Historic talks designed to give the EU's much-maligned common agricultural policy (CAP) the biggest overhaul in its 40-year history began yesterday with signs that France may, for the first time, be willing to sanction change. The policy has become a byword for greed, waste and fraud and...
Historic talks designed to give the EU's much-maligned common agricultural policy (CAP) the biggest overhaul in its 40-year history began yesterday with signs that France may, for the first time, be willing to sanction change.

The policy has become a byword for greed, waste and fraud and with 10 new countries due to join the EU next year, officials know that its generous subsidy regime must be scaled back if the EU is to stave off bankruptcy.

It has been reformed before but the latest attempt by EU farm ministers in Luxembourg aims to do away with production-linked subsidies, the regime's most controversial element.

France, the EU's biggest food producer and the £30bn-a-year policy's biggest beneficiary, had, until now, signalled that it would accept only a superficial makeover.

But, according to the French press, Jacques Chirac told his German counterpart Gerhard Schröder before yesterday's talks that Paris - which has one million farmers to appease - was willing to see some, but not all, of the policy's production-linked subsidies scrapped from 2006.

It was unclear last night which of the proposed changes they were willing to accept.

The reform proposals on the table would ensure that milk and wine lakes remain things of the past, and do away with the production-linked subsidy regime altogether.

Future subsidies would instead be conditional on farmers respecting the environment, animal welfare and food safety.

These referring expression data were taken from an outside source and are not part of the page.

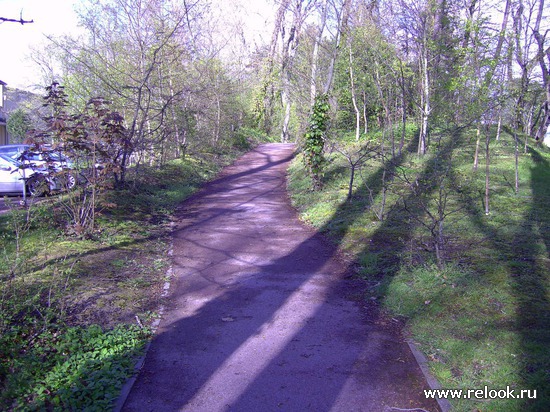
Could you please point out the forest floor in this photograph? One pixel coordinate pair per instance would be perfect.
(264, 314)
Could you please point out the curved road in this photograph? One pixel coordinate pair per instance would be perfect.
(261, 314)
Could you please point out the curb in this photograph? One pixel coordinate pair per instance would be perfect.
(422, 362)
(127, 387)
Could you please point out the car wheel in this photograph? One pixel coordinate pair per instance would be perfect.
(37, 186)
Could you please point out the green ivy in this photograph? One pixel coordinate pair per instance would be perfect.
(314, 140)
(77, 369)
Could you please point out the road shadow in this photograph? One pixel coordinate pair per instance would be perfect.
(266, 315)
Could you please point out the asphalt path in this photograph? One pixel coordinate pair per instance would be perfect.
(263, 314)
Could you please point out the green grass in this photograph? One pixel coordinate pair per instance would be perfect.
(68, 305)
(483, 318)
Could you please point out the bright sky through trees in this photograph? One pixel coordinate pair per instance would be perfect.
(56, 17)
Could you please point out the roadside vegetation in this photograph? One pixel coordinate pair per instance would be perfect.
(76, 311)
(420, 127)
(478, 306)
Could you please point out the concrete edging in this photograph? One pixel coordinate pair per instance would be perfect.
(444, 404)
(127, 387)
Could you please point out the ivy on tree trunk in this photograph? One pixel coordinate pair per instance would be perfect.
(314, 140)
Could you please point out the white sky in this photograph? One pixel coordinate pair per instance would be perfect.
(50, 17)
(55, 17)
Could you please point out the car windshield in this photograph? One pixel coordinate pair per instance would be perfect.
(10, 160)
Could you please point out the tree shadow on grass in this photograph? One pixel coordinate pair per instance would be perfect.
(237, 279)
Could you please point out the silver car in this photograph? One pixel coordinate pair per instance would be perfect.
(15, 178)
(45, 160)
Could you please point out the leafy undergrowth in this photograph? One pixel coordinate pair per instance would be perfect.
(481, 314)
(76, 312)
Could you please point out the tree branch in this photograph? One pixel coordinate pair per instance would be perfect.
(4, 19)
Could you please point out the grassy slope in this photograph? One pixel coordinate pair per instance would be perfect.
(103, 287)
(483, 319)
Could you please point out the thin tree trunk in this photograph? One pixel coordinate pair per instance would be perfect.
(487, 170)
(315, 57)
(354, 97)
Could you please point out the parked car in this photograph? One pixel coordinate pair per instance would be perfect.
(45, 161)
(15, 178)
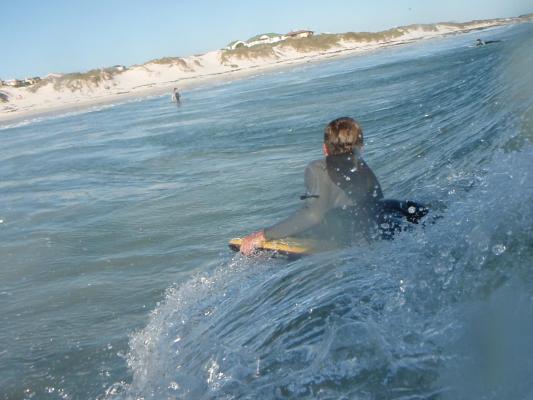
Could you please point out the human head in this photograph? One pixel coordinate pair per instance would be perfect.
(343, 135)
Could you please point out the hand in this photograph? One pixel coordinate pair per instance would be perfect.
(251, 242)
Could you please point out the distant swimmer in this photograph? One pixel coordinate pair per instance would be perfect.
(176, 97)
(343, 202)
(480, 42)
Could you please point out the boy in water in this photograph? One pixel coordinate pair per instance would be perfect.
(343, 194)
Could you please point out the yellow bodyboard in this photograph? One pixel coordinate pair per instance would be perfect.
(288, 246)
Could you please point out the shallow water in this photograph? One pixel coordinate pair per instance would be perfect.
(115, 277)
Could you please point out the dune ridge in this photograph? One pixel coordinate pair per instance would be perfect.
(112, 84)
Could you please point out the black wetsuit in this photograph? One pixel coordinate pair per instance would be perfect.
(341, 203)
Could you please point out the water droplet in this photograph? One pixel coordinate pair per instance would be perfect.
(499, 249)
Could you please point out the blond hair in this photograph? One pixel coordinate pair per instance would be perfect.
(343, 135)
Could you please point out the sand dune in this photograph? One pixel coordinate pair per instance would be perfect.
(108, 85)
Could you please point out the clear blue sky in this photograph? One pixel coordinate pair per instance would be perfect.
(42, 36)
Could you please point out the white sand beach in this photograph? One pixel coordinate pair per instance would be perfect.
(110, 85)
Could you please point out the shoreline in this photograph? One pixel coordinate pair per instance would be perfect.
(216, 72)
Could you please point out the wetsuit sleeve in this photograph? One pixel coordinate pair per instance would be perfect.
(309, 215)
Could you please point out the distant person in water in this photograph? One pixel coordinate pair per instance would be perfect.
(480, 42)
(342, 197)
(176, 97)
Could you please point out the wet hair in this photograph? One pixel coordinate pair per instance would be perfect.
(343, 135)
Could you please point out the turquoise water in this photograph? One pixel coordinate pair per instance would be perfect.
(115, 277)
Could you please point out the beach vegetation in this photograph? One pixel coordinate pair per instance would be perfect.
(321, 42)
(260, 36)
(172, 61)
(78, 80)
(265, 50)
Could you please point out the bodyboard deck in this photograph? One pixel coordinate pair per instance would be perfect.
(292, 248)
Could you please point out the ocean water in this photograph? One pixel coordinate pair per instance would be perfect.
(115, 277)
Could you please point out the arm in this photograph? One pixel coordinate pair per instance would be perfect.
(309, 215)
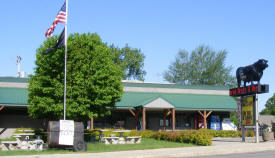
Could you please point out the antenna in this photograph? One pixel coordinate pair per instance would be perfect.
(18, 66)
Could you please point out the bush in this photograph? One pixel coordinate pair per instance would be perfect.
(188, 136)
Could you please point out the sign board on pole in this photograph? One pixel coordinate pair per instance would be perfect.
(66, 134)
(248, 111)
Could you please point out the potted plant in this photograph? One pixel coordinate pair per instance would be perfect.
(268, 135)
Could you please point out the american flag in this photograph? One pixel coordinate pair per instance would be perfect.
(60, 18)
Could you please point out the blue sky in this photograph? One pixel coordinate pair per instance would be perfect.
(160, 28)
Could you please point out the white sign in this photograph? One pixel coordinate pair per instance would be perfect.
(66, 134)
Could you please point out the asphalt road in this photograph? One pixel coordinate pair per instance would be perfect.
(264, 154)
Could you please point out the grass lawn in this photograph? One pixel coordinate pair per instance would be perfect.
(100, 147)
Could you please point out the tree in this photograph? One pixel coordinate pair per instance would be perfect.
(131, 61)
(93, 80)
(204, 66)
(269, 106)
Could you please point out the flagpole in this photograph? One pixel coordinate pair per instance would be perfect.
(65, 61)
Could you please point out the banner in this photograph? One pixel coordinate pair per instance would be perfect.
(248, 117)
(66, 134)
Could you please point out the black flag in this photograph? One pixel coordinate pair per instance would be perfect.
(59, 43)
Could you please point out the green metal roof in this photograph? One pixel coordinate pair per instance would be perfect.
(18, 96)
(179, 101)
(13, 96)
(14, 79)
(179, 86)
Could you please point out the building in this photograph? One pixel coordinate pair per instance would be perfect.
(154, 106)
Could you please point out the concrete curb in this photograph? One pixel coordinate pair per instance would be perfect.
(217, 149)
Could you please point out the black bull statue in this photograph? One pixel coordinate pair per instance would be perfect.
(252, 72)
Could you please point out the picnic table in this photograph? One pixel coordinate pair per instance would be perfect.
(121, 139)
(23, 142)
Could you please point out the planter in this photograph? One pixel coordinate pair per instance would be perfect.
(268, 136)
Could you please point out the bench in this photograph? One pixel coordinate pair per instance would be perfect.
(133, 140)
(9, 145)
(110, 140)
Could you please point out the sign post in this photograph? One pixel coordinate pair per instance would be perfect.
(249, 106)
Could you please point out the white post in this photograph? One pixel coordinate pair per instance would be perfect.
(65, 60)
(18, 66)
(257, 119)
(242, 126)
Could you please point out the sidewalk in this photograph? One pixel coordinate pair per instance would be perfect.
(221, 146)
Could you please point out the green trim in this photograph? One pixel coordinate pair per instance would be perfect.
(179, 101)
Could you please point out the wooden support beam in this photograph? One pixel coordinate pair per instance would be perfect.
(132, 112)
(209, 113)
(205, 115)
(92, 123)
(136, 115)
(200, 113)
(173, 119)
(204, 119)
(143, 118)
(166, 113)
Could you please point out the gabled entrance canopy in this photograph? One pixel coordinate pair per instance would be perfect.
(159, 103)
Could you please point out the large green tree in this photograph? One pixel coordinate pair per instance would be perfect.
(269, 106)
(203, 66)
(93, 79)
(131, 61)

Some, but not all, of the protectionism which campaigners say is responsible for pricing out poor farmers in the developing world would also be dismantled, and the surreal practice of paying EU farmers to leave their fields fallow would be scrapped.

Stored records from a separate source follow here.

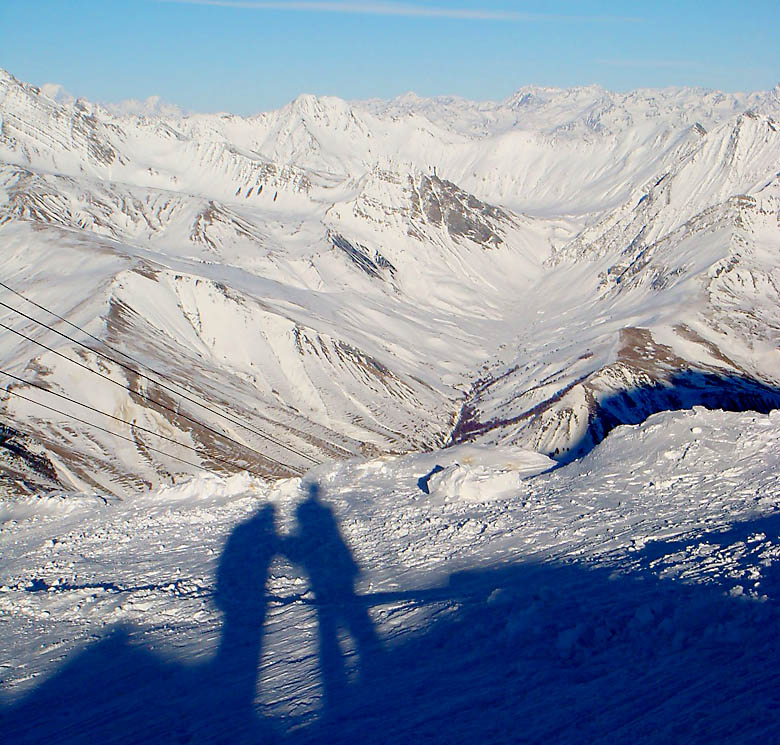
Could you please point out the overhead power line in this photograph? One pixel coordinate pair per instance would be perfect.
(133, 425)
(103, 429)
(186, 397)
(140, 395)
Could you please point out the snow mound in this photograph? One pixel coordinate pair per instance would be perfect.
(479, 474)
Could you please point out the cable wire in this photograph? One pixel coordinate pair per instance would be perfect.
(103, 429)
(143, 396)
(131, 424)
(227, 417)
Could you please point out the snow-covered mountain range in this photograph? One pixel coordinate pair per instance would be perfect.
(357, 278)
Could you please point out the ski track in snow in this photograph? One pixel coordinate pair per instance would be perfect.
(680, 513)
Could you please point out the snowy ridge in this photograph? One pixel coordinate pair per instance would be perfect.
(344, 274)
(488, 393)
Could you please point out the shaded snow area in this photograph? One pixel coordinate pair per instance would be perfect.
(467, 595)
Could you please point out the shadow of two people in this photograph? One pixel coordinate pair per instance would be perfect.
(118, 692)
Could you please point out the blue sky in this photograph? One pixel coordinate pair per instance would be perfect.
(210, 55)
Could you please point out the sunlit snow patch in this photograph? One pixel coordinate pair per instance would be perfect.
(477, 474)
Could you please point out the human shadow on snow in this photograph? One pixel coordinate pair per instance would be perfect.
(523, 652)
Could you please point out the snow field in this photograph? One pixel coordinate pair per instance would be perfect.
(649, 564)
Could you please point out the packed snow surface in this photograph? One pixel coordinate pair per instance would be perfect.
(631, 596)
(415, 421)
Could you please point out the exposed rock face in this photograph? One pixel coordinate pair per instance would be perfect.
(343, 279)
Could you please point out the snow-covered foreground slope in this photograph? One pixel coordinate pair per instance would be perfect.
(528, 351)
(629, 597)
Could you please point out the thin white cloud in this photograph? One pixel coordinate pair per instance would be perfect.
(407, 10)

But campaigners argue that Franz Fischler, the EU agriculture commissioner who drew up the proposals, should have gone further.

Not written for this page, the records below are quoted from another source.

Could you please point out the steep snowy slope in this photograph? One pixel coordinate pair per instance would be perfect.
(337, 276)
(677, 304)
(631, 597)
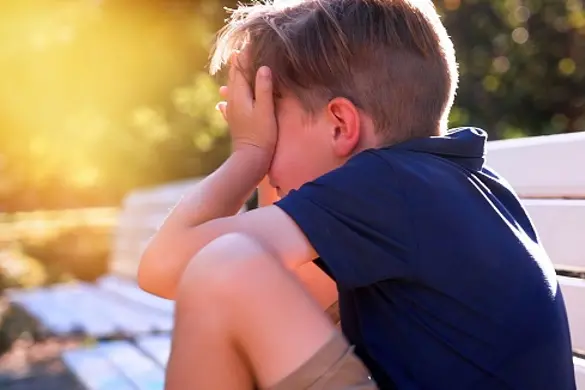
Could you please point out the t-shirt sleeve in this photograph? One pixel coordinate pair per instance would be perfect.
(358, 222)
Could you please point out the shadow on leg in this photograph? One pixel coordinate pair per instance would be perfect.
(242, 318)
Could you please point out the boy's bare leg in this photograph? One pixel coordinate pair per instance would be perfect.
(241, 317)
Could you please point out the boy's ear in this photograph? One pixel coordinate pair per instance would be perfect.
(346, 126)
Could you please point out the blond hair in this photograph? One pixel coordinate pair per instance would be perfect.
(392, 58)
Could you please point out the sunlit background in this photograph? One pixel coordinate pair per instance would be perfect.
(98, 98)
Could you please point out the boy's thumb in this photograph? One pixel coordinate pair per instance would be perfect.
(222, 107)
(264, 88)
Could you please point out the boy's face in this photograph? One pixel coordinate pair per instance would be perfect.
(306, 147)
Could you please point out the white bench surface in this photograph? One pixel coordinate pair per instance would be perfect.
(95, 311)
(544, 167)
(121, 365)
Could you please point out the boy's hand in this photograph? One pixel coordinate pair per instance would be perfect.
(252, 121)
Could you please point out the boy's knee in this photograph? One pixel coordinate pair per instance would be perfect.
(226, 265)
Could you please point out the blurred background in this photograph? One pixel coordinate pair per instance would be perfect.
(98, 98)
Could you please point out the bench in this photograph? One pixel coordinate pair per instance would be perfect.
(547, 172)
(542, 169)
(113, 306)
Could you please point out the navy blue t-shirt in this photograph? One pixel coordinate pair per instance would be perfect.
(442, 281)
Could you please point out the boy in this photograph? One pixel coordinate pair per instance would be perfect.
(441, 279)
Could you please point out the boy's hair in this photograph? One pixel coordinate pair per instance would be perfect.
(392, 58)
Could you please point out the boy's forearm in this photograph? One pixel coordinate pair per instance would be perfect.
(219, 195)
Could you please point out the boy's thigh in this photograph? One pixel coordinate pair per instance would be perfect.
(333, 367)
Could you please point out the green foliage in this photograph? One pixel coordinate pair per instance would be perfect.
(99, 98)
(522, 65)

"The CAP reform on the table stinks of industrial agriculture," said Joanna Dober of Friends of the Earth Europe.

"If you take off the green wrapping [of the agreement], inside there is a black hole, meaning nothing for the environment and nothing for the poor."

The CAP eats up half of the EU's entire budget. It currently costs the average family of four £9 a week, while 70% of the subsidies go to only 20% of Europe's largest farms, and the average European dairy cow has a bigger annual income - thanks to EU subsidies - than half the world's people.

Even with France's apparent change of heart, pushing through Mr Fischler's proposals will be an uphill struggle.

Ireland, and a number of southern European countries which do particularly well out of the current arrangements, are loath to sanction radical change.

The CAP is the result of an agreement between Germany and France that dates back to 1957, and benefited French farmers and in return, German manufacturing industry.

France and others will square off against Britain, Germany and a clutch of northern European countries such as Sweden and the Netherlands, who want the most radical reform possible.

Mr Fischler warned that the moment of truth had finally come. "It is decision time," he said.

"Our agricultural policy needs reform and we need it now. What we want is a long-term, modern and sustainable aid policy, in the interests of farmers, consumers and taxpayers alike."

"There is a lot at stake and the consequences of failure ... would be dire."